Here is where I derail a little to let off some steam. I always believe that it is easy to share the good news without the bad part about counting the cost. The cost bit is always the inconvenient truth that prosperity preachers and their ilk want to avoid talking about. You see, we live in a world where suffering for one's faith is best kept within the privacy of one's lament. No one appears to be edified by how much pain you are going through without any relief in sight. But everyone swoons over a narration about a loving god who only has our interest at heart and who happens (quite conveniently) to love everything we love and hate everything we hate and is therefore readily eager to give us everything we want with the only condition that we keep believing without fail that all that is true; even when our reality is so detached from that rosy picture presented.
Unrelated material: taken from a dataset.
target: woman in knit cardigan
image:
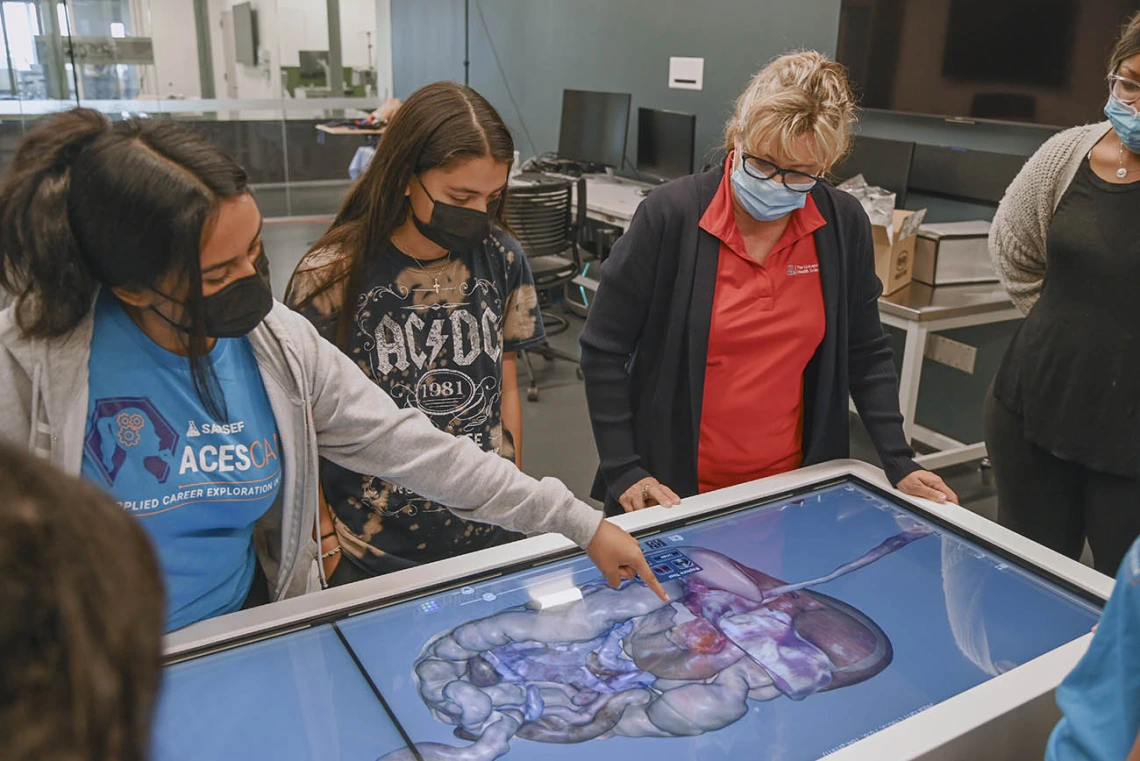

If we are a feel-good-driven generation, then Pastor Prince’s sermonette may risk overdosing us in a world that exists only in our child-like imagination.
Alas, the prosperity gospel (intoxicated by radical grace) is undoubtedly more about the prosperity (and ourselves) rather than about the gospel and its costs. But then, I have digressed.
I end here with these parting words: Pastor Prince's online sermonette is either a case where brevity is offered at the expense of clarity or he is spinning an enticing yarn that is far removed from the reality that an ordinary Christian faces. Pick your poison. Cheerz.